Several studies have shown that the body and face are processed separately in the early stages of processing (in the EBA and OFA, respectively), and then integrated into a representation in the FG. Therefore, each brain region may not be independent when perceiving the whole person, but instead may be somewhat dependent on each other. Our future work requires further exploration of the relationship between these brain regions associated with body perception and face perception, followed by construction of a larger brain area based on these relationships to reveal the underlying mechanisms when perceiving the whole person. Additional future work should identify whether there are brain regions representing whole person patterns in a more complex way, such as the second-order combination of faces and bodies. Furthermore, choosing weights for the synthetic weighted mean approach based on the similarity of the produced synthetic weighted mean patterns to the whole person patterns may introduce a bias in the classification. Future work is needed to develop the novel method of the weight analysis in calculating the synthetic weighted mean patterns to minimize the bias in the pattern classification analysis.

Conclusion

This study provided tentative evidence that whole person patterns could be modeled by a linear combination of face and body patterns, and that there was emotional modulation in the EBA. Firstly, we found significant correlations between the whole person patterns and the synthetic mean patterns in the EBA for all three emotions. Secondly, the face and body patterns made equal contributions to integrating information when combining into whole person patterns for threatening expressions, while the face patterns shared a greater contribution for happy expressions. To summarize, we suggest that there are significant correlations in perceiving emotions expressed by dynamic faces, bodies, and whole persons. Furthermore, the human brain can perceive whole persons in a part-based manner in the EBA. Our study provided new evidence that emotions can modulate the correlations between different patterns. Future work is needed to examine the detailed functional interactions in representing emotions of whole persons in specific brain areas, and the differences between emotional modulation and the modulation of neutral conditions within each specific brain regions.

Author Contributions

BL designed the experiments. XY, JX, and PW performed the experiments. XY, JX, and LC analyzed the results. XY and JX wrote the manuscript. JX, XL, and BW contributed to manuscript revision. All authors contributed to discuss the results and have approved the final manuscript.

Funding

This work was supported by the National Natural Science Foundation of China (Nos. 61271128, 61571327, and 61703302), Shandong Provincial Natural Science Foundation of China (No. ZR2015HM081), and Project of Shandong Province Higher Educational Science and Technology Program (J15LL01).
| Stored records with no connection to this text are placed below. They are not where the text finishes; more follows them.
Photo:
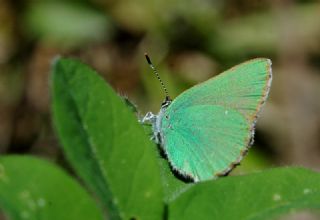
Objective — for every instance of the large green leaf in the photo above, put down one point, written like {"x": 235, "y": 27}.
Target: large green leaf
{"x": 262, "y": 195}
{"x": 31, "y": 188}
{"x": 105, "y": 143}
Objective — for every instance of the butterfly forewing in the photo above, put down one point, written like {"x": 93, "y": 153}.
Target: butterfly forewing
{"x": 207, "y": 129}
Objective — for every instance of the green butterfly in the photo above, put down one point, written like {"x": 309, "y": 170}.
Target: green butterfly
{"x": 207, "y": 130}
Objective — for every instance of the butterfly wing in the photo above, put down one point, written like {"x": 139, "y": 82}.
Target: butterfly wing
{"x": 207, "y": 129}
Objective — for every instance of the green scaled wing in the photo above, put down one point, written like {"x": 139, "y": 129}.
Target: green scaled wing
{"x": 207, "y": 129}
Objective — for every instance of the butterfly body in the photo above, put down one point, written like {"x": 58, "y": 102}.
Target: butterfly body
{"x": 206, "y": 131}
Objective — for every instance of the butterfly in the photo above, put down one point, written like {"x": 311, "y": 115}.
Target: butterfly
{"x": 207, "y": 130}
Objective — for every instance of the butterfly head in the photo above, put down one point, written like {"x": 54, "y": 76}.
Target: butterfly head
{"x": 166, "y": 102}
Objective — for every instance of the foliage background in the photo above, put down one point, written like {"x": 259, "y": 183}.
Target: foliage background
{"x": 188, "y": 41}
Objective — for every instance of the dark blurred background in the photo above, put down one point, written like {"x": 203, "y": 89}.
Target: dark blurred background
{"x": 189, "y": 42}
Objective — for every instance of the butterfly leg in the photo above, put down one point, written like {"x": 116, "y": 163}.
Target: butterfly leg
{"x": 151, "y": 119}
{"x": 148, "y": 118}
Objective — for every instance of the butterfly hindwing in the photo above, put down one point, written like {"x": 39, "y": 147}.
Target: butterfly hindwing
{"x": 207, "y": 129}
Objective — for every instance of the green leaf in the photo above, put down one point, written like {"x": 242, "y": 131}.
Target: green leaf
{"x": 263, "y": 195}
{"x": 105, "y": 144}
{"x": 31, "y": 188}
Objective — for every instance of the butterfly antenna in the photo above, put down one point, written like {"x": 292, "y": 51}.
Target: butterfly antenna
{"x": 158, "y": 77}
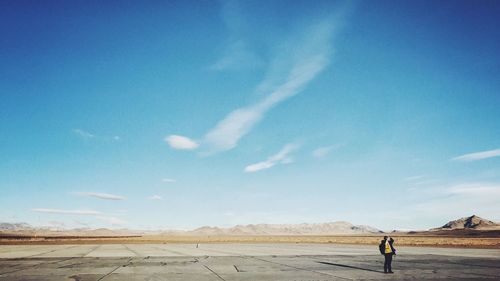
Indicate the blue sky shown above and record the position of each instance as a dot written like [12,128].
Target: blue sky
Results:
[179,114]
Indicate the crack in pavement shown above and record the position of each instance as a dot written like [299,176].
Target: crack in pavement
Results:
[111,272]
[215,273]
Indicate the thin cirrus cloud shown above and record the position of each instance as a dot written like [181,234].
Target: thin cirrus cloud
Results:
[307,56]
[85,135]
[323,151]
[104,196]
[111,220]
[237,54]
[313,58]
[181,142]
[282,157]
[67,212]
[478,155]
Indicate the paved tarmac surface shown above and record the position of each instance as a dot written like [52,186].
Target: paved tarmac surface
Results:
[253,262]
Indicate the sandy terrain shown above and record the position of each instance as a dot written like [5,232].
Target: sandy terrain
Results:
[403,240]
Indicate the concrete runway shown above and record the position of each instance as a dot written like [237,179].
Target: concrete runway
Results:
[293,262]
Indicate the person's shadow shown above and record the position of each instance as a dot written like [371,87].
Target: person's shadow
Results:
[350,266]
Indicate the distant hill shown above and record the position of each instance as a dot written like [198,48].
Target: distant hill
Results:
[288,229]
[14,226]
[469,223]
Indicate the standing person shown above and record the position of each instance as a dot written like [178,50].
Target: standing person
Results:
[387,249]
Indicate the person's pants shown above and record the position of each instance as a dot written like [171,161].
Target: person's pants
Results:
[387,263]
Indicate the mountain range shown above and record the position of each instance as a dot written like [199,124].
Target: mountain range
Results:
[472,223]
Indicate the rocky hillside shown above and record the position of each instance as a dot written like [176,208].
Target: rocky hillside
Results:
[288,229]
[472,222]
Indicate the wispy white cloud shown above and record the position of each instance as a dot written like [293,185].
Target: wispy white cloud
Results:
[478,155]
[168,180]
[237,56]
[323,151]
[313,58]
[180,142]
[67,212]
[414,178]
[238,53]
[281,157]
[83,134]
[88,136]
[298,63]
[111,220]
[476,189]
[104,196]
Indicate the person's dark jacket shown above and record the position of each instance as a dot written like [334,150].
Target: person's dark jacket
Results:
[382,246]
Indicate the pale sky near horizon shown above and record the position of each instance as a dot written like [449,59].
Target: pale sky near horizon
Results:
[179,114]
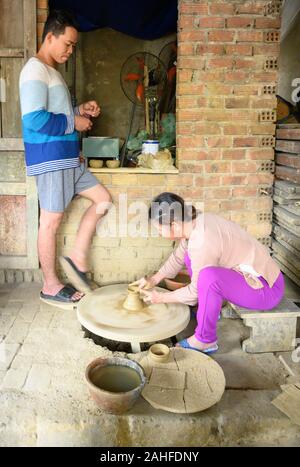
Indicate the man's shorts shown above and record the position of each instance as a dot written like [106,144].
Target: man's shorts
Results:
[57,189]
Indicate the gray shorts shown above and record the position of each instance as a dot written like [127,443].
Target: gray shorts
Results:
[57,189]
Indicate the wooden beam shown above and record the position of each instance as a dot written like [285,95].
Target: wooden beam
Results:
[30,33]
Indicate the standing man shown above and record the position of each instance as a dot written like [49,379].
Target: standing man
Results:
[50,127]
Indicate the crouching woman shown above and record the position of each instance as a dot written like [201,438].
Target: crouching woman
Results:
[225,263]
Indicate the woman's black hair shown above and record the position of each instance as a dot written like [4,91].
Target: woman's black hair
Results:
[169,207]
[58,21]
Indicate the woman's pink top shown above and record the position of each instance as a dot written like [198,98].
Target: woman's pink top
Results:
[215,241]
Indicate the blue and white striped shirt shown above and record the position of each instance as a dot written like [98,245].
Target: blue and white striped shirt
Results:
[50,139]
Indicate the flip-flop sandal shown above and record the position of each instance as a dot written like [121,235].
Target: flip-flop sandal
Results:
[63,299]
[77,278]
[194,314]
[210,351]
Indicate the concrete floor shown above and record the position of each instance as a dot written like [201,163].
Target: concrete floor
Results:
[44,400]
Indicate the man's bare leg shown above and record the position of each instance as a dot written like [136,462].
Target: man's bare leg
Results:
[49,223]
[101,199]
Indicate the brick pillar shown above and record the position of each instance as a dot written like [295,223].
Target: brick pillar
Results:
[226,111]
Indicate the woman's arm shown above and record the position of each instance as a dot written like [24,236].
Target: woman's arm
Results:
[175,262]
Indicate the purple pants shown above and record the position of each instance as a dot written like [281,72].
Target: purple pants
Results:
[216,285]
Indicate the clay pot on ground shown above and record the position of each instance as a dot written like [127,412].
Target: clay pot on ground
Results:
[124,390]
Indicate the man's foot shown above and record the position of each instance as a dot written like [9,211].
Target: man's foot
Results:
[55,288]
[66,298]
[195,344]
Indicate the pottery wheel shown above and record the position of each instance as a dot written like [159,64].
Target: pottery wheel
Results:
[102,313]
[190,382]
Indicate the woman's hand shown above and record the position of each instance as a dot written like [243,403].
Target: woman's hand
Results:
[146,283]
[153,297]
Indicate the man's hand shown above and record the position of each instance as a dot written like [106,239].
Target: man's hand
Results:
[82,123]
[90,109]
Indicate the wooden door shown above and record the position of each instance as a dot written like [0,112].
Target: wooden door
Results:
[18,197]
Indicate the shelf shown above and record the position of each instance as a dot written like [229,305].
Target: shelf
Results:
[127,170]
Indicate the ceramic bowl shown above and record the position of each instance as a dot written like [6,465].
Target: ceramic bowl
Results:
[96,163]
[112,164]
[114,402]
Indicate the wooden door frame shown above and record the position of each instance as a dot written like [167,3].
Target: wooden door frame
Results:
[28,189]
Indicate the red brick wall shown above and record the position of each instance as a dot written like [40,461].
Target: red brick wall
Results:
[228,53]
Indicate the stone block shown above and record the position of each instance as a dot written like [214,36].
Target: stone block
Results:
[14,379]
[2,277]
[39,378]
[271,330]
[19,277]
[17,333]
[7,354]
[10,276]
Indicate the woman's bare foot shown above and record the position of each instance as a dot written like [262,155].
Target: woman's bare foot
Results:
[193,342]
[53,289]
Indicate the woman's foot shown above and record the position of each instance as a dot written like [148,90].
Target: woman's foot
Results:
[53,289]
[196,344]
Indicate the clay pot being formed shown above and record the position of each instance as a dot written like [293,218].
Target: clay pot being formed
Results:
[133,301]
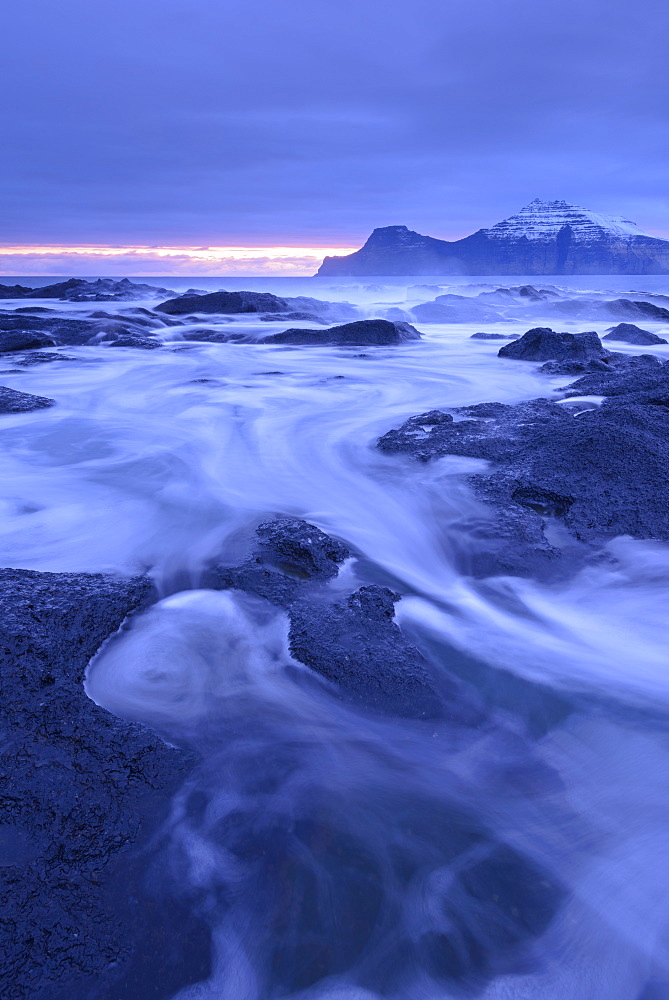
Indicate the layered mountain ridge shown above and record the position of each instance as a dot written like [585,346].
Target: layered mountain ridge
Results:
[545,237]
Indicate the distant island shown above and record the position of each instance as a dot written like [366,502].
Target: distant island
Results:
[545,237]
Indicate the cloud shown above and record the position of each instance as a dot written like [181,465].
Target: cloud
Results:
[188,121]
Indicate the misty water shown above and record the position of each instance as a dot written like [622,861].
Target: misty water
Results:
[336,853]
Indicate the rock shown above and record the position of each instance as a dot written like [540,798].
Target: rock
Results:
[364,333]
[636,309]
[544,344]
[356,644]
[12,401]
[353,642]
[628,333]
[495,336]
[224,302]
[138,342]
[79,789]
[73,332]
[23,340]
[602,472]
[100,290]
[40,358]
[13,291]
[288,552]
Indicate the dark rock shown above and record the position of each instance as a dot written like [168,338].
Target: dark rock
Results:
[79,788]
[225,302]
[289,551]
[23,340]
[100,290]
[544,344]
[132,340]
[40,358]
[364,333]
[637,309]
[299,549]
[628,333]
[13,291]
[495,336]
[356,644]
[601,472]
[12,401]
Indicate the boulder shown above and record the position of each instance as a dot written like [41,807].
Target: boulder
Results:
[628,333]
[12,401]
[224,302]
[82,790]
[600,471]
[356,644]
[24,340]
[13,291]
[364,333]
[544,344]
[495,336]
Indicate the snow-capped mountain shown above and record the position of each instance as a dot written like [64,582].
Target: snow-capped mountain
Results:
[543,220]
[545,237]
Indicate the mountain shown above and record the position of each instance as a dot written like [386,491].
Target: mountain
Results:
[545,237]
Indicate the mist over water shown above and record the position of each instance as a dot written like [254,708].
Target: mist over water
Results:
[336,853]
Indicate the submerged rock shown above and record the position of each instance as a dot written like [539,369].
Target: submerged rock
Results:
[544,344]
[599,472]
[628,333]
[224,302]
[352,642]
[356,644]
[495,336]
[364,333]
[12,401]
[80,787]
[24,340]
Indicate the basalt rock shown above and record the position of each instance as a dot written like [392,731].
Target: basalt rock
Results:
[364,333]
[356,644]
[80,790]
[495,336]
[628,333]
[597,472]
[224,302]
[12,401]
[544,344]
[24,340]
[352,642]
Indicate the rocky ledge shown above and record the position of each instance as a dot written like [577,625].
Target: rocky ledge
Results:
[81,790]
[565,477]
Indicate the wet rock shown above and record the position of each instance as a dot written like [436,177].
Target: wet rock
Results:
[495,336]
[544,344]
[12,401]
[132,340]
[356,644]
[224,302]
[289,552]
[628,333]
[100,290]
[73,332]
[599,472]
[13,291]
[637,309]
[364,333]
[40,358]
[79,788]
[23,340]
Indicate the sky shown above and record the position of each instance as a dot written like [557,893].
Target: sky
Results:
[165,128]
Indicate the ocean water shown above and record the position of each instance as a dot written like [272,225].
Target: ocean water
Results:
[335,853]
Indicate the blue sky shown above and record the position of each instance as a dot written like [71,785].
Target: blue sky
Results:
[294,123]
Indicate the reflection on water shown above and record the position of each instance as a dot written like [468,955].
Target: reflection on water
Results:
[334,853]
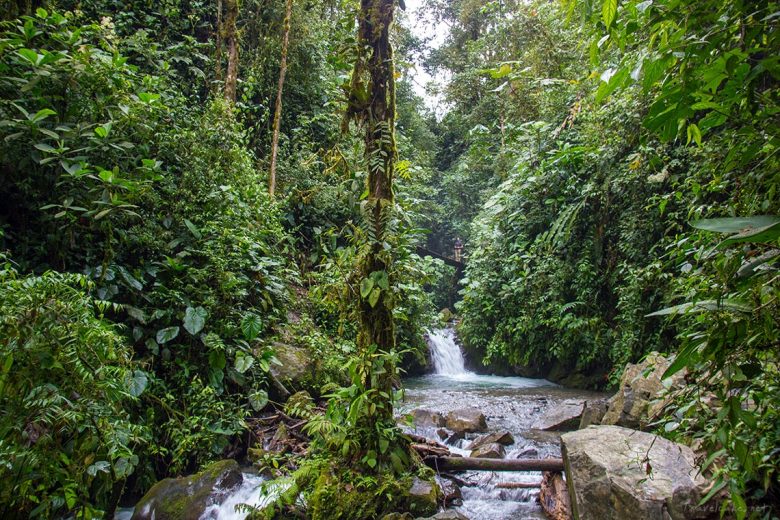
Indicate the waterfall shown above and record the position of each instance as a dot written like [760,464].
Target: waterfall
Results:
[445,352]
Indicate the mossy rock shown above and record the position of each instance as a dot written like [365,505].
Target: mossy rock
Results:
[349,496]
[186,498]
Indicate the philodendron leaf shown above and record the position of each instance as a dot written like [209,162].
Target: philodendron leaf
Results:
[373,298]
[136,384]
[761,235]
[258,400]
[167,334]
[195,319]
[243,362]
[758,229]
[365,287]
[251,325]
[704,306]
[735,224]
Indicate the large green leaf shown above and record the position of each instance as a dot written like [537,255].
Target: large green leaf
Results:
[243,362]
[761,235]
[704,306]
[608,12]
[735,224]
[167,334]
[251,325]
[258,400]
[195,319]
[136,383]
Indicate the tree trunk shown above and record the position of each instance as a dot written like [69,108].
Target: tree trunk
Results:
[469,463]
[231,37]
[218,53]
[372,105]
[278,108]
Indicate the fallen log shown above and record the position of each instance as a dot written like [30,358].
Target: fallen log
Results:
[470,463]
[519,485]
[554,496]
[428,450]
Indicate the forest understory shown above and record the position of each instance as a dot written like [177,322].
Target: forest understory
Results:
[224,219]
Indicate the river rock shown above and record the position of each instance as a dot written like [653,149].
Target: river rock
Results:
[424,497]
[528,452]
[468,420]
[451,492]
[427,418]
[593,412]
[454,437]
[186,498]
[641,393]
[622,474]
[564,416]
[503,437]
[449,514]
[492,450]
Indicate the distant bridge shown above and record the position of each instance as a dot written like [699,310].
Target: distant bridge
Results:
[449,260]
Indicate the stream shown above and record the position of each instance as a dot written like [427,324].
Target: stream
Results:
[508,403]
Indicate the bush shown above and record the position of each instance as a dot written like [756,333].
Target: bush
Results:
[67,442]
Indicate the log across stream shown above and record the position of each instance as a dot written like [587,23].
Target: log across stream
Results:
[496,489]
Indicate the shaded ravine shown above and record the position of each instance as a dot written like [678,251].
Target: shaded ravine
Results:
[509,403]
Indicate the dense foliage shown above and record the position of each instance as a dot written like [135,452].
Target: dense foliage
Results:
[135,208]
[611,165]
[607,137]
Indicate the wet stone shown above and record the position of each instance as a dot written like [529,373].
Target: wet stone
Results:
[492,450]
[503,437]
[427,418]
[468,420]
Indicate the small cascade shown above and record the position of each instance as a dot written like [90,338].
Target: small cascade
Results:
[247,493]
[445,353]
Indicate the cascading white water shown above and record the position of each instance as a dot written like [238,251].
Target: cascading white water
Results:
[445,353]
[248,493]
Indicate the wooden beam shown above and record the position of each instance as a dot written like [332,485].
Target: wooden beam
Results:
[470,463]
[446,259]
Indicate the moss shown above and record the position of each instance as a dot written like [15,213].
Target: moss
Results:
[351,496]
[185,498]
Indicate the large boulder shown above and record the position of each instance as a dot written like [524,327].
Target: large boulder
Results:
[622,474]
[427,419]
[424,497]
[641,393]
[296,368]
[466,420]
[563,416]
[450,492]
[186,498]
[593,412]
[503,437]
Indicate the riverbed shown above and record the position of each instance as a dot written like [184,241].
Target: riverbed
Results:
[514,404]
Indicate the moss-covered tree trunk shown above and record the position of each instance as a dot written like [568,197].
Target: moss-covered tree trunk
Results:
[231,38]
[373,105]
[278,107]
Conflict of Interest Statement

The authors declare that the research was conducted in the absence of any commercial or financial relationships that could be construed as a potential conflict of interest.

Acknowledgment

We would like to thank Prof. Irene Rotondi (Campus Biotech, University of Geneva, Switzerland) for supplying the GEMEP Corpus.

Supplementary Material

The Supplementary Material for this article can be found online at: https://www.frontiersin.org/articles/10.3389/fnhum.2017.00653/full#supplementary-material

FIGURE S1 | Results of multi-voxel pattern analysis in a standardized color scale. We also tried to standardize the color scale, but the difference between the patterns of the brain regions became insignificant.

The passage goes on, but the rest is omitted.